Долго она размышляла обо всем, что с нею случилось, об изменчивой своей судьбе, о разочарованиях и душевных муках, выпавших на ее долю, и пришла к убеждению, что такова, видно, воля божья. Ей казалось, будто чья-то всесильная рука толкает ее в монашескую обитель, чей голос внушает:

«Там обрящешь ты покои и отдохновение от мирской суеты!»

И Оленька решила внять этому голосу; чувствуя, однако, что душа ее еще не совсем отвратилась от всего земного, она старалась сперва подготовить себя жаркими молитвами, добрыми делами и трудом. Впрочем, в этих стараниях ей часто мешали доходившие из широкого мира вести.

Так, к примеру, люди стали поговаривать, будто знаменитый Бабинич не кто иной, как Кмициц. Одни с горячностью это отрицали, другие упорно поддерживали слухи.

Оленька слухам не поверила. Слишком свежи были в ее памяти все дикие выходки Кмицица, его служба у Радзивилла, чтобы она хоть на минуту могла предположить, будто он — победитель Богуслава, верный слуга короля и пылкий патриот. Однако покой ее был нарушен, а боль и горечь вновь пробудились в душе.

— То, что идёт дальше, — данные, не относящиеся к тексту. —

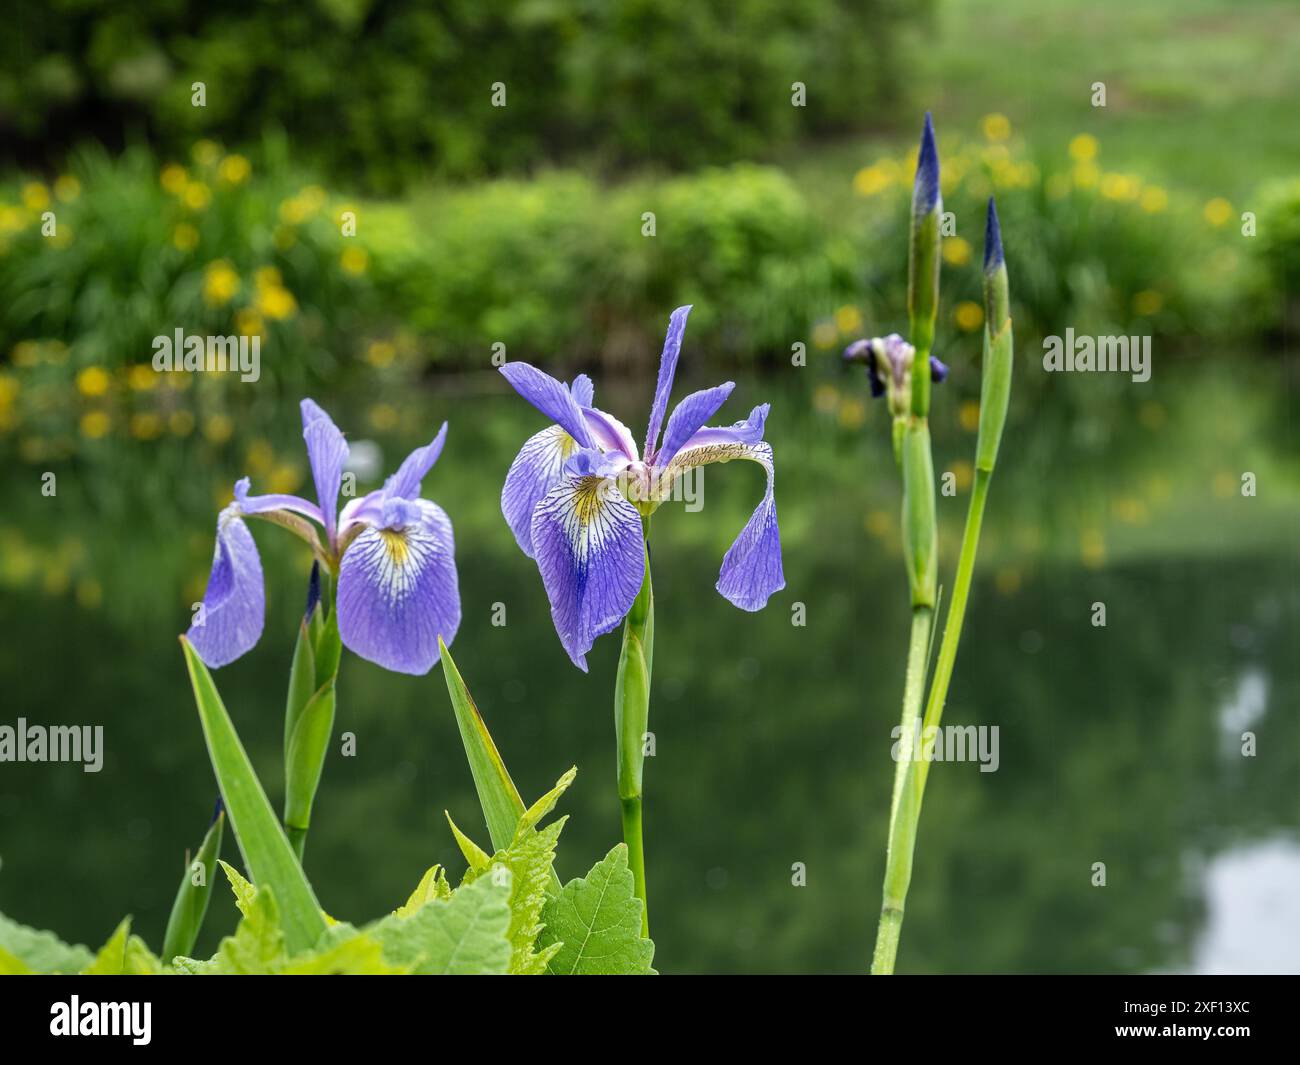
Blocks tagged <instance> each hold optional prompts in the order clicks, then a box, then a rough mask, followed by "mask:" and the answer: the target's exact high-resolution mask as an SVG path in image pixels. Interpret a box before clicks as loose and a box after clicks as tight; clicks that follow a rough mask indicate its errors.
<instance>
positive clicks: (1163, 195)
mask: <svg viewBox="0 0 1300 1065" xmlns="http://www.w3.org/2000/svg"><path fill="white" fill-rule="evenodd" d="M1140 203H1141V209H1143V211H1149V212H1151V213H1152V215H1157V213H1160V212H1161V211H1164V209H1165V208H1166V207H1169V192H1166V191H1165V190H1164V189H1161V187H1160V186H1158V185H1149V186H1148V187H1145V189H1143V192H1141V200H1140Z"/></svg>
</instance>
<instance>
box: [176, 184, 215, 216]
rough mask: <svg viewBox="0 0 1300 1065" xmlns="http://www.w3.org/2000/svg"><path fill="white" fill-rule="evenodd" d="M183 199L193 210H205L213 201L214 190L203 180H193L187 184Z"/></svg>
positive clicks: (192, 210)
mask: <svg viewBox="0 0 1300 1065" xmlns="http://www.w3.org/2000/svg"><path fill="white" fill-rule="evenodd" d="M182 199H183V200H185V205H186V207H188V208H190V209H191V211H203V208H205V207H207V205H208V204H209V203H212V190H211V189H208V186H207V185H204V183H203V182H201V181H191V182H190V183H188V185H186V186H185V195H183V196H182Z"/></svg>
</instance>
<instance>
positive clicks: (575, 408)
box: [500, 363, 593, 447]
mask: <svg viewBox="0 0 1300 1065" xmlns="http://www.w3.org/2000/svg"><path fill="white" fill-rule="evenodd" d="M500 372H502V376H504V378H506V380H507V381H510V384H511V386H512V388H513V389H515V391H517V393H519V394H520V395H523V397H524V399H526V401H528V402H529V403H532V404H533V406H534V407H537V410H539V411H541V412H542V414H543V415H546V416H547V417H550V419H551V420H552V421H556V423H559V425H560V427H562V428H563V429H564V432H567V433H568V434H569V436H571V437H573V440H576V441H577V442H578V443H580V445H581V446H582V447H591V446H593V441H591V433H590V432H589V430H588V428H586V419H584V417H582V408H581V406H578V402H577V399H575V398H573V393H572V391H571V390H569V389H568V388H565V386H564V385H563V384H562V382H560V381H556V380H555V378H554V377H551V376H550V375H549V373H542V371H539V369H537V368H536V367H530V365H529V364H528V363H506V365H503V367H502V368H500ZM588 384H590V382H588ZM581 391H582V393H584V394H585V391H586V389H581Z"/></svg>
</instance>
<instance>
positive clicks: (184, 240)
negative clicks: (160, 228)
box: [172, 222, 199, 251]
mask: <svg viewBox="0 0 1300 1065" xmlns="http://www.w3.org/2000/svg"><path fill="white" fill-rule="evenodd" d="M172 246H173V247H175V248H177V250H179V251H194V250H195V248H196V247H198V246H199V230H196V229H195V228H194V226H192V225H190V224H188V222H181V224H179V225H178V226H177V228H175V229H173V230H172Z"/></svg>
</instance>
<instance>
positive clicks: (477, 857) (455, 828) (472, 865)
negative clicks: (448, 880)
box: [443, 810, 491, 873]
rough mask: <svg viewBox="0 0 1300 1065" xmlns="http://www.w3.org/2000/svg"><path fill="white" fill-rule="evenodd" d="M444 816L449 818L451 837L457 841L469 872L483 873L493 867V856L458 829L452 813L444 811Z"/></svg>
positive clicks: (457, 842) (460, 850)
mask: <svg viewBox="0 0 1300 1065" xmlns="http://www.w3.org/2000/svg"><path fill="white" fill-rule="evenodd" d="M443 814H446V817H447V824H450V826H451V835H452V836H454V837H455V840H456V847H459V848H460V853H461V854H464V856H465V862H467V863H468V865H469V870H471V871H472V873H482V871H484V870H485V869H487V867H489V866H490V865H491V856H490V854H489V853H487V852H486V850H484V849H482V848H481V847H480V845H478V844H477V843H474V841H473V840H472V839H469V836H467V835H465V834H464V832H461V831H460V830H459V828H458V827H456V822H454V821H452V819H451V814H450V813H447V811H446V810H443Z"/></svg>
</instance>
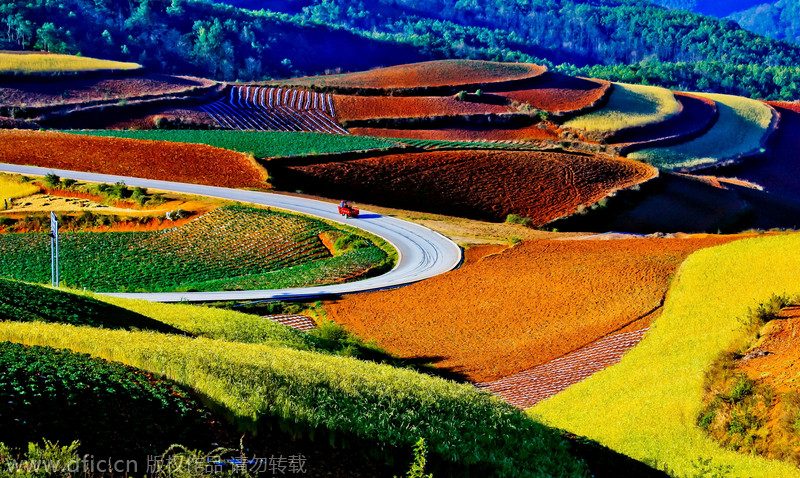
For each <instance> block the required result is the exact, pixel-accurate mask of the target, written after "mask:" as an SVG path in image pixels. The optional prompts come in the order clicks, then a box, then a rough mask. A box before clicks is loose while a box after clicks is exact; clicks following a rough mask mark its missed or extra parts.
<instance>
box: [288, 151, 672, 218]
mask: <svg viewBox="0 0 800 478" xmlns="http://www.w3.org/2000/svg"><path fill="white" fill-rule="evenodd" d="M285 174H286V175H287V177H286V179H285V184H286V185H287V186H288V187H289V188H290V189H294V188H300V189H302V190H304V191H306V192H312V191H313V192H314V193H317V194H320V195H322V196H325V197H341V196H342V195H347V197H348V199H351V200H354V201H359V202H366V203H370V204H376V205H385V206H391V207H398V208H402V209H410V210H416V211H427V212H436V213H440V214H447V215H453V216H463V217H472V218H478V219H489V220H504V219H505V218H506V216H507V215H508V214H512V213H513V214H518V215H521V216H524V217H528V218H530V219H531V220H532V221H533V224H534V225H542V224H546V223H547V222H549V221H551V220H553V219H556V218H559V217H561V216H564V215H567V214H572V213H574V212H575V211H576V209H577V208H578V207H579V206H581V205H584V204H592V203H595V202H597V201H599V200H600V199H602V198H603V197H605V196H607V195H608V194H609V193H610V192H612V191H615V190H618V189H624V188H627V187H630V186H634V185H636V184H639V183H641V182H643V181H646V180H648V179H650V178H653V177H655V176H656V175H657V174H658V172H657V171H656V170H655V169H654V168H653V167H651V166H648V165H645V164H643V163H639V162H636V161H630V160H626V159H624V158H608V157H599V156H592V155H589V154H578V153H555V152H539V151H534V152H519V151H431V152H423V153H411V154H395V155H387V156H378V157H373V158H366V159H358V160H352V161H342V162H334V163H323V164H313V165H307V166H292V167H290V168H288V170H287V171H286V172H285Z"/></svg>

Чтобы избавиться от этих терзаний, надо было поскорее принять постриг, но монастыри все опустели; монахини — те, что не стали жертвой солдатских бесчинств во время войны, — только-только начинали возвращаться в свои обители.

Да и голод свирепствовал в стране: кто искал прибежища в монашеской келье, тот не только должен был прийти с собственным хлебом, но и кормить весь монастырь.

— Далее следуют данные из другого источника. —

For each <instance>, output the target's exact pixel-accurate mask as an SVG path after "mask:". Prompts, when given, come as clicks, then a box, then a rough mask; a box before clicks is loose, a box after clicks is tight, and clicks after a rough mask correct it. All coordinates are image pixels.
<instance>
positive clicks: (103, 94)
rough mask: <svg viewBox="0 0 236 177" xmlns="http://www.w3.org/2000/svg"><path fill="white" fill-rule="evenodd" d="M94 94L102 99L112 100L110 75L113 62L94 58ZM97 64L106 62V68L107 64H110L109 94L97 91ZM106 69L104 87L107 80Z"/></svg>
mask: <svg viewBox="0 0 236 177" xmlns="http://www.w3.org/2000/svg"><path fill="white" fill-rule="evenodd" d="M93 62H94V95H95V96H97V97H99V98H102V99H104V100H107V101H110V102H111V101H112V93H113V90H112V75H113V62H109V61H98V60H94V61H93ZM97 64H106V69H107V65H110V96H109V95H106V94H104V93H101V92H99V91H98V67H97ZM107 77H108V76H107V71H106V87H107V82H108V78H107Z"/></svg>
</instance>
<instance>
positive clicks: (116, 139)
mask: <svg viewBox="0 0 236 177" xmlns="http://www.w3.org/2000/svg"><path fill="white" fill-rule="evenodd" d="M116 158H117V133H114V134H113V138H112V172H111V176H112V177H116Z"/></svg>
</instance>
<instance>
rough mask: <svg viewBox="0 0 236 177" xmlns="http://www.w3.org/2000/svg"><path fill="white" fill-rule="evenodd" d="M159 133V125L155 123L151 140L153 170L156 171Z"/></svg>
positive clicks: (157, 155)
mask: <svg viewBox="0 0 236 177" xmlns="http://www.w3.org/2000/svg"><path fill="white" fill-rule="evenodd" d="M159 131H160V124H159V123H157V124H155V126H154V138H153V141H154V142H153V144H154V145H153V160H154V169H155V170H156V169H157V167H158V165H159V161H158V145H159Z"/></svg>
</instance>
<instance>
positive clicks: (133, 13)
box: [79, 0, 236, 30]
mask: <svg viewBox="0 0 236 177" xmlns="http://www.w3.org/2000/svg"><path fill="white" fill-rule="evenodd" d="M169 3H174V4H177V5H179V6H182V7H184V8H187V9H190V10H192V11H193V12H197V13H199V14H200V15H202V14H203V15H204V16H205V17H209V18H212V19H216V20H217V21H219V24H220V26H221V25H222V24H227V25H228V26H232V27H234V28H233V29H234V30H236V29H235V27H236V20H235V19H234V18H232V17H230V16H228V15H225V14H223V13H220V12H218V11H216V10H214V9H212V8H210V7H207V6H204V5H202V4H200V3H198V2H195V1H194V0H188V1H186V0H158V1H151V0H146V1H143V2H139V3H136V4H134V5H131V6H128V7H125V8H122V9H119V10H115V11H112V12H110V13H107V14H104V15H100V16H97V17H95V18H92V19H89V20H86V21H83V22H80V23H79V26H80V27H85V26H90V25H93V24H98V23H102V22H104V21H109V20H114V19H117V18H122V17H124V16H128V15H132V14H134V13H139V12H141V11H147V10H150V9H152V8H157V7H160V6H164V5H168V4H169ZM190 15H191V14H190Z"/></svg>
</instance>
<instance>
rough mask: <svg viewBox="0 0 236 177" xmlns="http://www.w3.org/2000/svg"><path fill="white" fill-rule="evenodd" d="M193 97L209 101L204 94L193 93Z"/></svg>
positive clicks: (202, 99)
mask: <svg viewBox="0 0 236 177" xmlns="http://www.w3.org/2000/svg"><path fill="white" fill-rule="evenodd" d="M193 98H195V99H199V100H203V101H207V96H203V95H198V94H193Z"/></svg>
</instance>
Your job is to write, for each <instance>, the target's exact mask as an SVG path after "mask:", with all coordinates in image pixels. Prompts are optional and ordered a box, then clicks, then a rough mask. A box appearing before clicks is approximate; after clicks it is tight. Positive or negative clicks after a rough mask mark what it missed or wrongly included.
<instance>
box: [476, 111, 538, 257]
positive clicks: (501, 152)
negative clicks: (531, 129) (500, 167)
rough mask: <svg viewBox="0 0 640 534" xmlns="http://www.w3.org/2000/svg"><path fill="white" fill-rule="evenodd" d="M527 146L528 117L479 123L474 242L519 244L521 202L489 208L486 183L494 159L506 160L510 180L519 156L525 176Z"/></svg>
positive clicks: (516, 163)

Вот Оленька и хотела прийти с хлебом для всех, чтобы стать монахиням не просто сестрой, но и кормилицей.

Мечник, понимая, что труд его послужит умножению славы господней, усердствовал, как мог. Вместе с Оленькой они объезжали поля и фольварки, приглядывая за осенними полевыми работами, от которых зависел будущий урожай. Иногда их сопровождала Ануся Борзобогатая, которая, чувствуя себя глубоко оскорбленной Бабиничем, грозилась, что тоже пойдет в монастырь, пусть только вернется пан Володыёвский со своими лауданцами, поскольку ей хочется попрощаться со старым другом. Однако чаще мечнику сопутствовала одна Оленька, потому что Анусе вникать в хозяйственные дела было скучно.

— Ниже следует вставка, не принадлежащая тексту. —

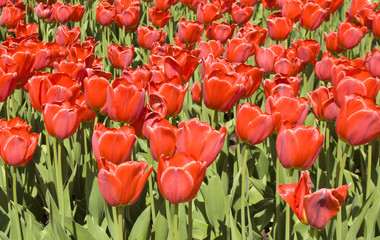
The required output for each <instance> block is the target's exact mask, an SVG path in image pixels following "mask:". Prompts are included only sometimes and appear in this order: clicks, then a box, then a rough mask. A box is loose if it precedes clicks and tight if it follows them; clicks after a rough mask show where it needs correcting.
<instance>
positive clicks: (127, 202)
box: [98, 159, 153, 206]
mask: <svg viewBox="0 0 380 240" xmlns="http://www.w3.org/2000/svg"><path fill="white" fill-rule="evenodd" d="M102 162H103V164H102V167H101V170H100V171H99V174H98V184H99V190H100V193H101V194H102V196H103V198H104V200H106V202H107V203H108V204H109V205H111V206H124V205H131V204H134V203H135V202H136V201H137V200H138V199H139V197H140V194H141V192H142V190H143V188H144V185H145V183H146V180H148V177H149V175H150V173H151V172H152V170H153V166H150V168H148V170H146V169H147V167H148V164H147V163H146V162H143V161H141V162H134V161H133V162H132V161H128V162H124V163H121V164H119V165H116V164H113V163H112V162H109V161H107V160H106V159H102Z"/></svg>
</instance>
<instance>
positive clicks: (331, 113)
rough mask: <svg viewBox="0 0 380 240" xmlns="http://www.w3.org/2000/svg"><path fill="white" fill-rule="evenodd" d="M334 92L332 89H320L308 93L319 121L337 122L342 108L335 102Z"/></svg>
mask: <svg viewBox="0 0 380 240" xmlns="http://www.w3.org/2000/svg"><path fill="white" fill-rule="evenodd" d="M332 90H333V88H332V87H329V88H326V87H318V88H316V89H315V90H314V91H313V92H311V93H308V95H309V97H310V100H311V105H312V106H313V112H314V115H315V117H316V118H317V119H318V120H327V121H335V120H336V118H337V117H338V115H339V112H340V108H339V107H338V106H337V105H336V104H335V102H334V97H333V91H332Z"/></svg>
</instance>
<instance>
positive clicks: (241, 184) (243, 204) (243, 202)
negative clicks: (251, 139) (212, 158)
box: [240, 145, 249, 240]
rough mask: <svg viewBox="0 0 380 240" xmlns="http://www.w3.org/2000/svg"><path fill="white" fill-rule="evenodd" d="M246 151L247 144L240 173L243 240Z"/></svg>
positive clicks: (242, 235)
mask: <svg viewBox="0 0 380 240" xmlns="http://www.w3.org/2000/svg"><path fill="white" fill-rule="evenodd" d="M248 152H249V147H248V145H246V146H245V151H244V159H243V169H242V175H241V198H240V199H241V202H240V211H241V234H242V240H245V237H246V234H245V196H246V194H245V180H246V179H245V174H246V167H247V159H248Z"/></svg>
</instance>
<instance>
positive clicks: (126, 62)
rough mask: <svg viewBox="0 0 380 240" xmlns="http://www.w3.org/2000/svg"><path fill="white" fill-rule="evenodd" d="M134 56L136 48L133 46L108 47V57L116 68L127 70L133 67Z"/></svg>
mask: <svg viewBox="0 0 380 240" xmlns="http://www.w3.org/2000/svg"><path fill="white" fill-rule="evenodd" d="M133 55H135V48H134V46H133V45H131V46H130V47H128V46H125V47H124V46H120V45H119V44H117V43H113V44H111V45H108V47H107V56H108V59H109V60H110V61H111V63H112V66H113V67H114V68H126V67H128V66H129V65H131V63H132V60H133Z"/></svg>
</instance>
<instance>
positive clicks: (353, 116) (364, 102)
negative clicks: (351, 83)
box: [335, 95, 380, 146]
mask: <svg viewBox="0 0 380 240" xmlns="http://www.w3.org/2000/svg"><path fill="white" fill-rule="evenodd" d="M335 131H336V134H337V135H338V137H339V138H341V139H343V140H345V141H346V142H348V143H349V144H350V145H351V146H358V145H362V144H366V143H368V142H370V141H372V140H373V139H376V138H378V137H379V136H380V108H379V107H378V106H376V105H375V103H374V102H373V100H371V99H368V98H363V97H361V96H357V95H351V96H347V97H345V99H344V101H343V104H342V107H341V111H340V114H339V115H338V119H337V121H336V126H335Z"/></svg>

Однажды мечник с племянницей отправились верхами в Митруны, где отстраивались сгоревшие во время войны хлева и амбары.

По дороге они решили заехать в костел: как раз была годовщина битвы под Волмонтовичами, когда Бабинич спас их всех от неминуемой гибели. В делах незаметно пролетел целый день, и из Митрунов они смогли выбраться только к вечеру.

Туда ехали кружным путем, мимо костела, но возвращаться пришлось через Любич и Волмонтовичи. Оленька, едва завидев первые дымки над любическими крышами, опустила глаза и торопливо зашептала молитву, стремясь отогнать горькие мысли, мечник же ехал молча и лишь озирался по сторонам.

Наконец, когда уже миновали рогатку, он сказал:

— Ох, и знатная здесь земля! Один Любич двух Митрун стоит.

Оленька продолжала молиться

Но в мечнике, видно, пробудился рачительный хозяин, а может, сказалось живущее в душе всякого шляхтича пристрастие к тяжбам; так или иначе, немного погодя он опять заговорил словно бы сам с собою:

— А ведь, по правде сказать, это все наше… Старая вотчина Биллевичей, наш пот, наш труд. Бедолага тот, знать, давно погиб, раз до сих пор не объявился, а даже если и объявится, право на нашей стороне.